Background and purpose
The aim was to evaluate the tolerability of, adherence to and efficacy of a community walking training programme with simultaneous cognitive demand (dual‐task) compared to a control walking training programme without cognitive distraction.
Adult stroke survivors at least 6 months after stroke with a visibly obvious gait abnormality or reduced 2‐min walk distance were included in a two‐arm parallel randomized controlled trial of complex intervention with blinded assessments. Participants received a 10 week, bi‐weekly, 30 min treadmill programme at an aerobic training intensity (55%–85% heart rate maximum), either with or without simultaneous cognitive demands. Outcome was measured at 0, 11 and 22 weeks. The primary assessment involved 2‐min walk tests with and without cognitive distraction to investigate the dual‐task effect on walking and cognition; secondary results were the Short Form Health Survey 36, EuroQol‐5D‐5L, the Physical Activity Scale for the Elderly (PASE) and step activity.
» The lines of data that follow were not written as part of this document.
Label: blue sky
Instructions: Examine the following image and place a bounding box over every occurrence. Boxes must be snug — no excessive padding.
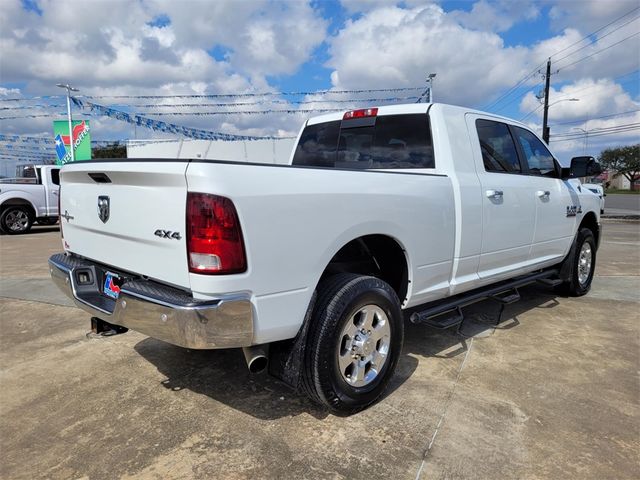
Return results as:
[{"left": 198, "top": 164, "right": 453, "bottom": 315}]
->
[{"left": 0, "top": 0, "right": 640, "bottom": 169}]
Fifty stroke patients were included; 43 received allocated training and 45 completed all assessments. The experimental group (n = 26) increased their mean (SD) 2‐min walking distance from 90.7 (8.2) to 103.5 (8.2) m, compared with 86.7 (8.5) to 92.8 (8.6) m in the control group, and their PASE score from 74.3 (9.1) to 89.9 (9.4), compared with 94.7 (9.4) to 77.3 (9.9) in the control group. Statistically, only the change in the PASE differed between the groups (P = 0.029), with the dual‐task group improving more. There were no differences in other measures.
Walking with specific additional cognitive distraction (dual‐task training) might increase activity more over 12 weeks, but the data are not conclusive.